Valera Elvis Terci, Brassesco María Sol, Germeshausen Manuela, Silveira Vanessa da Silva, Queiroz Rosane Gomes de Paula, Roxo Pérsio, Scrideli Carlos Alberto, de Menezes Ullissis Pádua, Ferriani Virgínia, Tone Luiz Gonzaga
Division of Pediatric Oncology, Department of Pediatrics, Faculty of Medicine of Ribeirão Preto, University of São Paulo, Brazil.
Leuk Res. 2009 Sep;33(9):e139-42. doi: 10.1016/j.leukres.2009.03.039. Epub 2009 Apr 26.

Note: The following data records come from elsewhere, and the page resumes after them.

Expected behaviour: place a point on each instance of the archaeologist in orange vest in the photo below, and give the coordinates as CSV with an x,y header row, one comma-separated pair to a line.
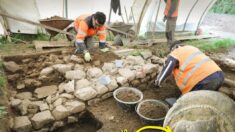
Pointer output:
x,y
192,70
86,27
170,16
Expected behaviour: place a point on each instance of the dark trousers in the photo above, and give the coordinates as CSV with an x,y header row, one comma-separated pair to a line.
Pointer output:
x,y
170,30
212,82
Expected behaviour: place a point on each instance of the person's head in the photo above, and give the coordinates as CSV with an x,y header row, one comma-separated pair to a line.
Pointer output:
x,y
99,19
175,46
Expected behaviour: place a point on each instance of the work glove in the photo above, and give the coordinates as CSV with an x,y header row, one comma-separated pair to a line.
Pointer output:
x,y
157,83
87,56
102,45
164,18
104,50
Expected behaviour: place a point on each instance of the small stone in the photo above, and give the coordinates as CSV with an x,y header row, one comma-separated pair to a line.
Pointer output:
x,y
72,119
22,124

Acute lymphoblastic leukemia (ALL) presenting with neutropenia alone is very rare. We describe a newborn with an early life-threatening infection, severe neutropenia and bone marrow findings compatible with severe congenital neutropenia (SCN). She was treated with granulocyte colony-stimulating factor (G-CSF) with complete neutrophil recovery. Three months later she developed a pro-B ALL. We identified a rare loss of 5'-MLL present at the diagnosis of SCN and ALL by FISH analysis using two different MLL (11q23) probes. Molecular analyses for SCN causing mutations (ELA-2, HAX-1 and G6PC3) and for somatic mutations of the CSF3R gene were negative. The early presence of 5'-MLL loss in bone marrow samples may favor the diagnosis of de novo ALL. Nevertheless, the genetic background for SCN is heterogeneous and a non-described mutation for SCN followed by a secondary ALL cannot be excluded. Further genetic investigation may be useful to gain insight into this rare condition in children.
仅表现为中性粒细胞减少的急性淋巴细胞白血病(ALL)非常罕见。我们描述了一名新生儿,其早期有危及生命的感染、严重中性粒细胞减少以及与严重先天性中性粒细胞减少症(SCN)相符的骨髓检查结果。她接受了粒细胞集落刺激因子(G-CSF)治疗,中性粒细胞完全恢复。三个月后,她患上了前B细胞ALL。我们通过使用两种不同的MLL(11q23)探针进行荧光原位杂交(FISH)分析,在SCN和ALL诊断时发现了罕见的5'-MLL缺失。对导致SCN的突变(ELA-2、HAX-1和G6PC3)以及CSF3R基因的体细胞突变进行的分子分析均为阴性。骨髓样本中早期出现的5'-MLL缺失可能有助于诊断原发性ALL。然而,SCN的遗传背景是异质性的,不能排除未描述的SCN突变继发ALL的情况。进一步的基因研究可能有助于深入了解儿童中的这种罕见病症。